On Nov. 26, 2025, water from an obsolete heating and ventilation system that had been shut down for months accidentally flooded the library of the Egyptian department, damaging between 300 and 400 scholarly journals and documents. Curators said the material was not unique, but its loss was a serious blow to researchers.
In February, a burst pipe above room 707 caused water to leak onto a 19th-century painted ceiling, tearing the canvas in places and lifting paint. The room was closed to the public. Elsewhere, a suite of nine galleries of ancient Greek ceramics was shut over fears about ceiling stability.
A separate section of the Cour des comptes report concluded that the Louvre’s management had too often prioritized “high-profile and attractive operations” over basic maintenance and safety systems.
Macron’s “New Renaissance” plan and the funding fight
That criticism has complicated debate over Macron’s “Louvre New Renaissance” plan—a multiyear overhaul he launched in early 2025 and has closely associated with his presidency.
Initial estimates for the 10-year program put its cost at 700 million to 800 million euros. More recent figures cited by officials and media outlets have climbed as high as 1.15 billion euros. The project includes major security and surveillance upgrades, repairs to aging infrastructure, a new visitor entrance closer to the Seine and redesigned underground circulation areas. One widely discussed element is a separate, specially ticketed room for Leonardo da Vinci’s Mona Lisa, intended to ease congestion in the pyramid’s main hall.
Macron has called the project a “New Renaissance” for France’s premier museum and emphasized that only a “very small part” will be funded directly by taxpayers. The rest, he and his aides say, will come from higher ticket prices, private partnerships and revenues from the Louvre Abu Dhabi.
From Jan. 14, the standard ticket price for non-European Union visitors rose from 22 euros to 32 euros, a 45% increase. The government expects the hike to generate 15 million to 20 million euros a year toward the renovation.
Union leaders and some cultural commentators have criticized that approach as shifting the burden of modernization onto foreign tourists, while leaving unresolved questions about staffing and day-to-day upkeep. Others warn that extensive construction could add risk in a complex already facing leaks and structural scares.
A new director, and an overhaul of governance
With des Cars gone, Christophe Leribault will now be responsible for navigating those pressures.
Born in 1963, Leribault is a specialist in 18th-century painting who has spent his career in French museums, from the Musée Carnavalet to the Delacroix museum and the Petit Palais. He led the Musée d’Orsay and the Musée de l’Orangerie from 2021 to 2024 before taking over the public establishment that runs the Palace of Versailles.
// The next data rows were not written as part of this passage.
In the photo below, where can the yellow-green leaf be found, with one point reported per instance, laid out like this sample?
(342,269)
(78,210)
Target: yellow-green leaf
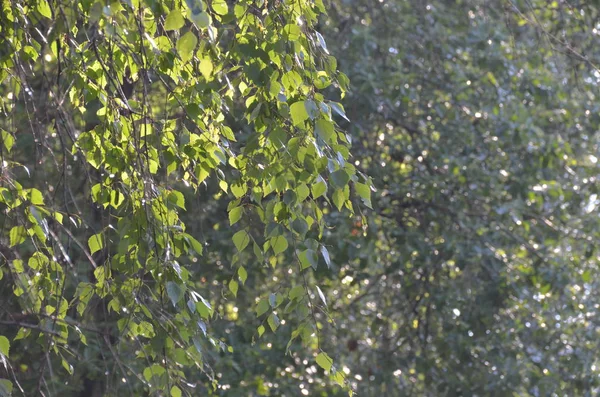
(96,243)
(174,20)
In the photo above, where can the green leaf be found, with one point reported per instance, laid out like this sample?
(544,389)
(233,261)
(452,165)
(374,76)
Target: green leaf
(325,253)
(296,292)
(44,8)
(96,243)
(220,7)
(321,295)
(279,244)
(154,370)
(17,235)
(324,361)
(176,198)
(242,274)
(318,189)
(186,46)
(175,292)
(324,130)
(364,192)
(201,19)
(338,199)
(145,329)
(262,307)
(6,388)
(300,226)
(175,391)
(68,367)
(206,68)
(174,20)
(298,113)
(36,197)
(339,109)
(233,287)
(241,240)
(292,31)
(235,214)
(195,244)
(308,258)
(7,139)
(340,178)
(4,346)
(273,322)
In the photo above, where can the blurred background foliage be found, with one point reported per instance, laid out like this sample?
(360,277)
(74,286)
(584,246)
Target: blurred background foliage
(474,273)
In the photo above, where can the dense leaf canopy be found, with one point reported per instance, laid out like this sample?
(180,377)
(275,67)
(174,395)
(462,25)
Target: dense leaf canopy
(196,201)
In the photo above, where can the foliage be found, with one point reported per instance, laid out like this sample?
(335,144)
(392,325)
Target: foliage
(176,197)
(121,120)
(478,123)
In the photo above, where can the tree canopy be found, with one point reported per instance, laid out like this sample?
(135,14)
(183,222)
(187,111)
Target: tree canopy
(292,197)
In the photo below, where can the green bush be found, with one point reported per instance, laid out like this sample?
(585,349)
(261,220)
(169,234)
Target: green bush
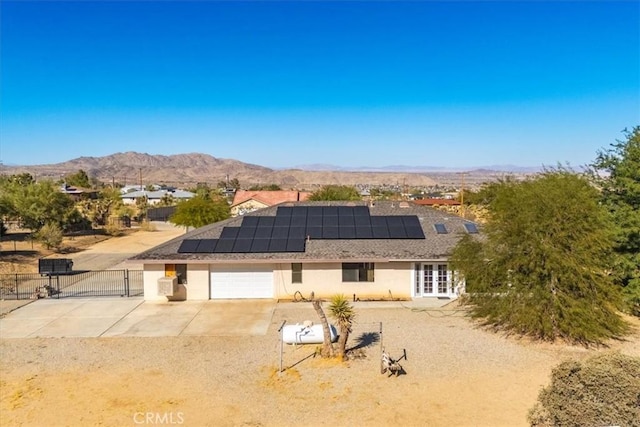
(603,390)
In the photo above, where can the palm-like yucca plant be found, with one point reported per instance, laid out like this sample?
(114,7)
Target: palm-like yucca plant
(343,313)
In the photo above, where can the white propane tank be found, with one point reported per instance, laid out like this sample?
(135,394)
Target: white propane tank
(306,334)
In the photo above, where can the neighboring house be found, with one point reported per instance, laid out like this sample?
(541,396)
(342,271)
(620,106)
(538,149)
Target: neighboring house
(245,201)
(154,197)
(386,250)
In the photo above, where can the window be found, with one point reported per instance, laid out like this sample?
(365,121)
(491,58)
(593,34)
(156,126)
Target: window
(176,270)
(357,272)
(296,273)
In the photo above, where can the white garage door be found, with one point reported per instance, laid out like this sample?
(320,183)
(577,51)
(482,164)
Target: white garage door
(241,282)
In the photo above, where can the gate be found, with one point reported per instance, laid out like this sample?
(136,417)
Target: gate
(99,283)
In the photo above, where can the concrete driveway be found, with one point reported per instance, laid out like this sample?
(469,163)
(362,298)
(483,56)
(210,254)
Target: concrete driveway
(133,317)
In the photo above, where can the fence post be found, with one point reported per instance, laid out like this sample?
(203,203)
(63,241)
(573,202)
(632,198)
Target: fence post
(126,282)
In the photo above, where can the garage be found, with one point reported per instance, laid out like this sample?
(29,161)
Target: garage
(241,282)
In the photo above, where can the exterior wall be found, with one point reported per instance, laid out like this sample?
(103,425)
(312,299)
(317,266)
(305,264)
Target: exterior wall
(197,282)
(392,280)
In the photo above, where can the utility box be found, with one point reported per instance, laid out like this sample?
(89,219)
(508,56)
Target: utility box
(51,266)
(167,286)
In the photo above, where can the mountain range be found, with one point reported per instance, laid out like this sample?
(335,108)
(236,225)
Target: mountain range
(186,170)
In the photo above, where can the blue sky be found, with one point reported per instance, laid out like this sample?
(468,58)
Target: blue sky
(354,83)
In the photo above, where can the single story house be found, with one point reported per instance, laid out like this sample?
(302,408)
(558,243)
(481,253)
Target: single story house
(154,197)
(378,251)
(245,201)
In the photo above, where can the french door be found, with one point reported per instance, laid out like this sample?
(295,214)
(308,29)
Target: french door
(432,280)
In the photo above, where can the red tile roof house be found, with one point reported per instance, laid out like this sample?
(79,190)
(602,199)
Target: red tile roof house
(248,201)
(384,251)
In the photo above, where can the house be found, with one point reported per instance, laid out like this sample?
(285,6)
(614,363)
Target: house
(154,197)
(245,201)
(386,250)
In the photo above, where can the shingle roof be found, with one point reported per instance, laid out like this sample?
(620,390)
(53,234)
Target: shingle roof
(434,246)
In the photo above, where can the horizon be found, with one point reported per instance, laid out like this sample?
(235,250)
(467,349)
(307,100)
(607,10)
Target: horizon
(454,85)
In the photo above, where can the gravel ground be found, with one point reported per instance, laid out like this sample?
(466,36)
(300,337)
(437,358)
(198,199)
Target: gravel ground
(456,375)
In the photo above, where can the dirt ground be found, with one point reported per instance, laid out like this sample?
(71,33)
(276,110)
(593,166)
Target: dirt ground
(456,374)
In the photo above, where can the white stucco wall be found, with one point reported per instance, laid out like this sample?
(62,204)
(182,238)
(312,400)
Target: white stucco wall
(391,280)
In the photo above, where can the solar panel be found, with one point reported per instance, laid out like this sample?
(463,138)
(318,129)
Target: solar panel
(229,232)
(330,221)
(282,221)
(295,245)
(361,211)
(299,211)
(224,246)
(284,211)
(297,232)
(263,233)
(397,232)
(260,245)
(364,233)
(440,228)
(329,211)
(394,221)
(380,232)
(280,233)
(188,246)
(330,233)
(315,211)
(362,221)
(278,245)
(298,221)
(250,221)
(266,221)
(242,245)
(246,232)
(207,246)
(471,228)
(347,232)
(314,221)
(346,221)
(414,232)
(314,232)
He was elected to the Académie des Beaux-Arts in 2023.
At Versailles, Leribault oversaw a site that—like the Louvre—must reconcile mass tourism with the conservation of a fragile historic monument. Supporters say that experience will be crucial as he tries to rebuild staff morale, restore public confidence in security and carry out or reshape the New Renaissance program.
The Ministry of Culture has also appointed Philippe Jost, who directed the reconstruction of Notre-Dame Cathedral after the 2019 fire, to study a “deep reorganization” of the Louvre’s structure and operations.
What comes next for France’s flagship museum
For now, visitors continue to file past the Venus de Milo, the Winged Victory of Samothrace and the Mona Lisa, often unaware of the legal cases and institutional debates swirling around them. Conservators are working to repair a damaged crown, engineers are inspecting ceilings and pipes, and technicians are installing more cameras.
How the Louvre emerges from this period—more secure and better funded, or more commercialized and constrained—will shape not only its own future but also wider debates over how far governments can rely on tourism and private money to sustain public culture. In the palace on the Right Bank, the country’s past is on display, but so are the choices it faces about what kind of museum it wants to be.